It goes without saying the Roberto Patino and Matt Shankman, the respective writer and director of Cut Bank, are big time Coen Brother fans. Apart from the fact that Shankman directed a couple episodes of the Fargo TV series, the duo have now constructed a feature length homage to the small town noir genre that those obscenely talented filmmaking siblings created in Blood Simple and Fargo. Shankman and Patino’s movie is dripping with the melancholic comedy, sudden bursts of violence, and excessive eccentricity of their obvious influence. The trouble is that the duo never managed to make a movie that felt like more than the sum of their influences. Cut Bank plays like a photocopy of two contemporary classics rather than anything resembling a new movie. Just like a photocopy, the quality was diminished somewhere along the way.

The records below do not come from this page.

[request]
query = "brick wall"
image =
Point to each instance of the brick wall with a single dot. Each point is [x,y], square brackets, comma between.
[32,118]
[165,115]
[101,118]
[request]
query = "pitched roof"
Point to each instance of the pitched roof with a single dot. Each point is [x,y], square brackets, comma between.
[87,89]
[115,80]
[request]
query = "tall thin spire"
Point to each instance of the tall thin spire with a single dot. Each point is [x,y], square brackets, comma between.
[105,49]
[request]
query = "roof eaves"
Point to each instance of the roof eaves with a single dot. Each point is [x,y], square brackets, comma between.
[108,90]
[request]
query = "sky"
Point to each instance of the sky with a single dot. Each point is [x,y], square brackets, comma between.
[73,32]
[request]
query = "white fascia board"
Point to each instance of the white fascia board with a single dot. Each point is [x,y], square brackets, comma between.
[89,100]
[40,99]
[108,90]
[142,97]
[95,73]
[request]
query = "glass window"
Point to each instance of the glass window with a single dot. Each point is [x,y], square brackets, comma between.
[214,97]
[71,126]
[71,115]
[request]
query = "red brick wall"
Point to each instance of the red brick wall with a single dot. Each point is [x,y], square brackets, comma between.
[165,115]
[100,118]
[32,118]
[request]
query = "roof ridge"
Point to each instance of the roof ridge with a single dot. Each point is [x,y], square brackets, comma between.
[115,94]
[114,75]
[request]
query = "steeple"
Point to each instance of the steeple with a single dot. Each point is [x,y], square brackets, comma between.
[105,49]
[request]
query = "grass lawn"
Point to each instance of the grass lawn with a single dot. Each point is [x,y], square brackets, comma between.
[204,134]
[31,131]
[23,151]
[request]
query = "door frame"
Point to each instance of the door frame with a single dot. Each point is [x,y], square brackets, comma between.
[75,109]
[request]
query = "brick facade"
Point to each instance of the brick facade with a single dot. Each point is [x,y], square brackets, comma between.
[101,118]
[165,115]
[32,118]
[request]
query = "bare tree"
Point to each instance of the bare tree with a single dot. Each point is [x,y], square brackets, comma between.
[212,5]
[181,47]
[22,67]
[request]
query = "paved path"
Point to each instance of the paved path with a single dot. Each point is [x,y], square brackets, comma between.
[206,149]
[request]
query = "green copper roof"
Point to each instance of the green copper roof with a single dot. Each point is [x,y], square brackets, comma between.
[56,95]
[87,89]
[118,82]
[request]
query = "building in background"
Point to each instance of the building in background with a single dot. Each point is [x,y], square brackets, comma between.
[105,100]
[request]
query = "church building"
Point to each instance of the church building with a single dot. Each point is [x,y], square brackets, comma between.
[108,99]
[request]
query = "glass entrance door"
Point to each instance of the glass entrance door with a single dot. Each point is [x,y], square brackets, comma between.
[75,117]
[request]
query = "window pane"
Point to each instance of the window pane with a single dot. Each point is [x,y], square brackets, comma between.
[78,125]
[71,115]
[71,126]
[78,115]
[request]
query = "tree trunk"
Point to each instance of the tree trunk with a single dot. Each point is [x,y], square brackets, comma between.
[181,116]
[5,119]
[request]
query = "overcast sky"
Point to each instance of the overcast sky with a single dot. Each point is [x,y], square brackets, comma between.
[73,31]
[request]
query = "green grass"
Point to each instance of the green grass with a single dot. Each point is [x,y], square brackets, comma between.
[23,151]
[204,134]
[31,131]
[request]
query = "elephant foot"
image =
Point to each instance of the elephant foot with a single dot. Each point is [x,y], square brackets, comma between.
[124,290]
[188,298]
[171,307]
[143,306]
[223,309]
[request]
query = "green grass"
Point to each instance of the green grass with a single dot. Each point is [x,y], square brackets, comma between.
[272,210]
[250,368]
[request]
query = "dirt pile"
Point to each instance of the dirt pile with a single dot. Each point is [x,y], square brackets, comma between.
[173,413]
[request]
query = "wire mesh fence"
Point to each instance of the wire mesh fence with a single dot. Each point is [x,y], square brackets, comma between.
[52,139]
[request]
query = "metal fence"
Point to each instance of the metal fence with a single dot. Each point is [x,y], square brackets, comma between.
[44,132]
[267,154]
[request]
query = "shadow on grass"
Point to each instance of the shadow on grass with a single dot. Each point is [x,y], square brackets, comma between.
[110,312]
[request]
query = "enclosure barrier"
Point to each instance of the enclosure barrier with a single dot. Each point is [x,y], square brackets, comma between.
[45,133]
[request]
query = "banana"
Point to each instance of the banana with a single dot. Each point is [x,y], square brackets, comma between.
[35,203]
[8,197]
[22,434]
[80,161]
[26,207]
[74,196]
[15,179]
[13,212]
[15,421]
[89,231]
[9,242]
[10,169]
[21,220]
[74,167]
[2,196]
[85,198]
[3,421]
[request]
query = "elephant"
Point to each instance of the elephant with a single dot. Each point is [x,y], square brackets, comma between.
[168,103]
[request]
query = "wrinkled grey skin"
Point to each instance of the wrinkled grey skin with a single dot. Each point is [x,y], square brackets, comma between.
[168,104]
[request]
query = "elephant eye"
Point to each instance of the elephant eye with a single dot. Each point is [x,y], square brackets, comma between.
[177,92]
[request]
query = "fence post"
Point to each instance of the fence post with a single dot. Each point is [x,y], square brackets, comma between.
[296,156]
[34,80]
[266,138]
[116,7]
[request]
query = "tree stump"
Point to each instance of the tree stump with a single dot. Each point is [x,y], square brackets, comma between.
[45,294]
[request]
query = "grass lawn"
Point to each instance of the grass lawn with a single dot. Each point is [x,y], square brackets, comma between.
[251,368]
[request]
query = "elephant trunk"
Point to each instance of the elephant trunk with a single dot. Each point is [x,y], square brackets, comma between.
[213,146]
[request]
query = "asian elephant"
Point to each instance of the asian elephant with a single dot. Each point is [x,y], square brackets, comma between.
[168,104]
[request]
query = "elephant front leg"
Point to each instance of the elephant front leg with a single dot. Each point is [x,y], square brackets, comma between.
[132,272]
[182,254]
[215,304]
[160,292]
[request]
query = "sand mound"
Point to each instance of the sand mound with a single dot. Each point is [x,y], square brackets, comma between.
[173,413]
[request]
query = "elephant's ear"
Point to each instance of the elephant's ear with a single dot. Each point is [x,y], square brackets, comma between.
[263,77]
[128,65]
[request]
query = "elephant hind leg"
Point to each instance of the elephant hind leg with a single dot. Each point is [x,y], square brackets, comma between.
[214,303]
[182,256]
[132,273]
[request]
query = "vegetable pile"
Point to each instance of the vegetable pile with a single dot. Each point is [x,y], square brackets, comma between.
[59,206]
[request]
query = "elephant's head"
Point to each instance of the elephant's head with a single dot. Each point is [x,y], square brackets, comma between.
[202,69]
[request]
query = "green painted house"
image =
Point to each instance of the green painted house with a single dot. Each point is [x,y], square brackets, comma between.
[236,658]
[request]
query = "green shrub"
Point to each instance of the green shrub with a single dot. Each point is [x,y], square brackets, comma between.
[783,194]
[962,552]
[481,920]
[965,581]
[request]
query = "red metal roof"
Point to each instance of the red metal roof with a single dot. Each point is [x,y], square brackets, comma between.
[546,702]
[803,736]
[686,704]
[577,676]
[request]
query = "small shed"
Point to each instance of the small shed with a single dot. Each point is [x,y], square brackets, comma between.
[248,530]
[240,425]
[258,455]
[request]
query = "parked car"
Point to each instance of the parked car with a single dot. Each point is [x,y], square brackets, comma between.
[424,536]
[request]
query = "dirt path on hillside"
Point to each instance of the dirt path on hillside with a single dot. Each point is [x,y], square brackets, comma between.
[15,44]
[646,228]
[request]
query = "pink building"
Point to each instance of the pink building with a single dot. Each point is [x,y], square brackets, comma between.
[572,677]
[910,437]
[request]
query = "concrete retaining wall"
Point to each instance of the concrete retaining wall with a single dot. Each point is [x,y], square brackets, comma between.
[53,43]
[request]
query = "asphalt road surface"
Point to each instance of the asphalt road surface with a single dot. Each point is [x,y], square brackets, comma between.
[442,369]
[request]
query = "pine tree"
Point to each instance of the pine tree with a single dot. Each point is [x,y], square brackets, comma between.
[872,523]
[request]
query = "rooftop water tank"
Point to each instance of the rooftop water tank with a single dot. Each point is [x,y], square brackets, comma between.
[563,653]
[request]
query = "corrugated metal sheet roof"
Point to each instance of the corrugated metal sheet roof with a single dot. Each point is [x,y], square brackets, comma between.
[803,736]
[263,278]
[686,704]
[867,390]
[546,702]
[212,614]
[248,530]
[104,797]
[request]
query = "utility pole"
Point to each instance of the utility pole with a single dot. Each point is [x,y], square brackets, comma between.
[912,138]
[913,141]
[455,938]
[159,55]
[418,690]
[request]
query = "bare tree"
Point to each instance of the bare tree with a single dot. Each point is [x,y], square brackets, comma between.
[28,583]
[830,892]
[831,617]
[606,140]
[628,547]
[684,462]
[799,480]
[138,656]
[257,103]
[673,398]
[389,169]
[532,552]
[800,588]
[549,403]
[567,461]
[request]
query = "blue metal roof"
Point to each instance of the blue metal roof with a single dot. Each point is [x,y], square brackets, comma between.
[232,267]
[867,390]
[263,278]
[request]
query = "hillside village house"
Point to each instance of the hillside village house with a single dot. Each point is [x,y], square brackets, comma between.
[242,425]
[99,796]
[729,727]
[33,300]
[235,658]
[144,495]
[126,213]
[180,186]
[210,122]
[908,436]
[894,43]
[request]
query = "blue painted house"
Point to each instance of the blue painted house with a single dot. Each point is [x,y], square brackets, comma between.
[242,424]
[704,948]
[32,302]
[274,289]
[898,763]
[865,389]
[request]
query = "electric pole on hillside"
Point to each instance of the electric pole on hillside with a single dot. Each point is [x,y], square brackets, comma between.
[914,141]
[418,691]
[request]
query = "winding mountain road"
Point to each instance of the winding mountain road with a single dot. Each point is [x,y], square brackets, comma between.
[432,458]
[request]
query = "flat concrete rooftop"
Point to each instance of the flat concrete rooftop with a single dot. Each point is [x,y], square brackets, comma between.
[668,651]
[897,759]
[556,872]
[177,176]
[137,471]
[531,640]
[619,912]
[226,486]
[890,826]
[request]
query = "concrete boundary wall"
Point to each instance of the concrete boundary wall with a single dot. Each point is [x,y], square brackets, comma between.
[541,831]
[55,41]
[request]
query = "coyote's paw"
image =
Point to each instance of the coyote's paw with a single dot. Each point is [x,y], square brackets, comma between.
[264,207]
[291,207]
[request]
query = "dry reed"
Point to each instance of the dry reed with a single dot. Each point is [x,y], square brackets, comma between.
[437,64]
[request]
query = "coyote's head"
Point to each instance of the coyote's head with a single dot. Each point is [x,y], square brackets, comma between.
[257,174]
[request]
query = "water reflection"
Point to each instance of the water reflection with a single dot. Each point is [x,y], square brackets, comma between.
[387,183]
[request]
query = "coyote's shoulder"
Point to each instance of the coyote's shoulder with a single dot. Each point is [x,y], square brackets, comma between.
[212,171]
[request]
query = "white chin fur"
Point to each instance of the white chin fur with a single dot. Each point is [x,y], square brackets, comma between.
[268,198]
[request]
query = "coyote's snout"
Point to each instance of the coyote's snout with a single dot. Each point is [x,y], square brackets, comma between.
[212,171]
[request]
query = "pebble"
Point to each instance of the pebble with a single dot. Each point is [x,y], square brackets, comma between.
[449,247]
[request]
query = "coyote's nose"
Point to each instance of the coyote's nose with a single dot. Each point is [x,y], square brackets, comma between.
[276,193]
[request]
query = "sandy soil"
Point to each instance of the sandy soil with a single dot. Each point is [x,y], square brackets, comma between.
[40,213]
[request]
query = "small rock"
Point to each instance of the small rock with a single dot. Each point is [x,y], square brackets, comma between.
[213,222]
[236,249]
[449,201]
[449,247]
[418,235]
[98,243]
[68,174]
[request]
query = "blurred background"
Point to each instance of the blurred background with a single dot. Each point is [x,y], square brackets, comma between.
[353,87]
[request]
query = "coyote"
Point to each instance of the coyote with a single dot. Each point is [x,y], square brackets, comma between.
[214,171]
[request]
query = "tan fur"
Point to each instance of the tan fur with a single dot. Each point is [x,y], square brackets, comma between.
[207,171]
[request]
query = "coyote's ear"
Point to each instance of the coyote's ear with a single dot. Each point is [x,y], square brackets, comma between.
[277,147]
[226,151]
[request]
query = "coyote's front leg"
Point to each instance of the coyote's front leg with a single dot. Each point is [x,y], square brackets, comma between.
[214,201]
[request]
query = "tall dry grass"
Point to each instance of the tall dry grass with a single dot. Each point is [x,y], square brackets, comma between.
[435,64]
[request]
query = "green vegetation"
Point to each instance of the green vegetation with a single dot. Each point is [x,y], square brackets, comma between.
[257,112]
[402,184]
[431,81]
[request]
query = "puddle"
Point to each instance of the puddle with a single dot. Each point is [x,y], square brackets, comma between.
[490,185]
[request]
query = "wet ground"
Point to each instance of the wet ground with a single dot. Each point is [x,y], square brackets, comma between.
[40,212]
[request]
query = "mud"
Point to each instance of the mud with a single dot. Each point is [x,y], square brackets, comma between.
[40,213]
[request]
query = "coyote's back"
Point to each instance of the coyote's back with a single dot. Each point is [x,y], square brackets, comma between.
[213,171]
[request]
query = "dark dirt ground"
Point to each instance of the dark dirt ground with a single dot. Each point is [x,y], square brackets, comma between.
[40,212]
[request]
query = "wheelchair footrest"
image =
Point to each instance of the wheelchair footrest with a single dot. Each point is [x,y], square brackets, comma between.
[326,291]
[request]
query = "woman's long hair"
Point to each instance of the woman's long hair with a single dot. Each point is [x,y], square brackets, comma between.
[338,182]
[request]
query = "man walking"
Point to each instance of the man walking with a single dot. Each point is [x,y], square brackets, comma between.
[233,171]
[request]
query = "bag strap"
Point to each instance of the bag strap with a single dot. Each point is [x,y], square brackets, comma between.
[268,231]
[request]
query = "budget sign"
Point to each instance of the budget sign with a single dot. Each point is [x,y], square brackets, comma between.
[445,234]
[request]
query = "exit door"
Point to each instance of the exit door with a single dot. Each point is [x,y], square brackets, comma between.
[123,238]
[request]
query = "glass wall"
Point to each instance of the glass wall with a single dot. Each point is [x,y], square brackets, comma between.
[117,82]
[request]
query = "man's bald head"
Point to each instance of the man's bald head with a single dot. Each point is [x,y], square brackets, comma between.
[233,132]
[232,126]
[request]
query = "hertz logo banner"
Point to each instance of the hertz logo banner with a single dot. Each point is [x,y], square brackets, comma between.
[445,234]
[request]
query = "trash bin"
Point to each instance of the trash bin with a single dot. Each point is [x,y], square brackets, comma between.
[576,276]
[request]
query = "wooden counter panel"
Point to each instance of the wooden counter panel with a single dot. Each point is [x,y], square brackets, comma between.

Liam “don’t call me Chris” Hemsworth and Teresa Palmer star as the two most impossibly beautiful small town layabouts in the history of film. They’re desperate to get out of their tiny little town and all of the failure n’ sadness therein. Hemsworth even hatches a plan to pull it off by “accidentally” filming a murder and then scamming the post office for cash (don’t ask). Oliver Platt shows up as a post representative demanding to see a body (which is tricky given the quotation marks used in the previous sentence) and soon he’s buddy-ed up with a bitter local sheriff investigating the crime played by John Malkovich. That leads to a series of confrontations with local eccentrics like a cranky Bruce Dern, a slightly less cranky Billy Bob Thornton, and a deeply disturbed Michael Stuhlbarg in coke bottle glasses. As the miss-matched pair investigate that phony baloney murder, a series of actual murders start piling up, leading to all sorts of paranoia and queasy laughs until an obvious twist reveals itself.
The biggest problem with Cut Bank is that it’s simply far too glossy of a production to feel like the product of actual backwater life. Patino and Shankman’s background in television is all too obvious throughout. They’re movie desperately tries to feel unconventionally quirky, but ultimately follows strict textbook screenwriting conventions and serves up the type of shiny HD visuals that can only come from a rushed production schedule. While the cast of two up n’ coming pretty young things and a collection of well known character actors undoubtedly helped raise money for the production and secure a theatrical release, it completely betrays the brand of lost small town naturalism that is supposed to be the movie’s strength. There’s not a single second in Cut Bank that feels like fleeting observations of a strange little town lost to the world. It’s always clear that we’re in genre movie territory and as a result the movie plays out at arms length. It’s never close to real. It’s just a movie and not a particularly good one either.
The pleasures that the movie does serve up are limited entirely to the contributions of the cast. Not from the leads of course. Hemsworth’s handsome brooding and Palmer’s uncomfortable stabs at awkward comedy must be endured rather than enjoyed. Nope, it’s only the dependable faces that you’ve seen in thousands of other movies that offer any charm. John Malkovich ditches most of his usual ticks to deliver one of his few hangdog performances. Bruce Dern and Billy Bob Thornton engage in a war over who can play the crankiest hick and while Thornton puts up one hell of a fight, Dern is by far the most fun to watch growling out his bitter lines. Platt takes a role that should be little more than an exposition machine and transforms it into easily the biggest laugh factory on screen (which would be a pleasant surprise were it not for the fact that he’s essentially built an entire career off of those types of roles/performances). Best of all is Michael Stuhlbarg, a Coen Bros. veteran given a role that could have easily been a cartoon crazy person that he invests with so much genuine tragedy and pathos that he somehow manages to tear your guts out despite being an obvious kook. It’s almost worth investing time in the whole struggling cinematic endeavor just to see Stuhlbarg and co. work their magic, but only almost.
Cut Bank is far from an abject failure. There are simply too many good isolated performances, scenes, and images to completely write it off. However, it’s hard to tell whether or not the enjoyment that comes from the movie is a result of anything that the filmmakers achieved or just a result of certain recognizable faces and Coen Brothers tropes reminding viewers of far better movies that they enjoyed in the past. That’s the big trap of creating a feature-length homage. Do the job right and you’ll deliver a movie worthy of your heroes. Get it wrong and your movie will seem extra awful because of all the positive memories that you’ll spoil for knowing viewers. Cut Bank falls right smack in the middle of both extremes and despite the high highs and low lows, it’s ultimately just another mediocre middlebrow movie slowly marching towards Netflix obscurity.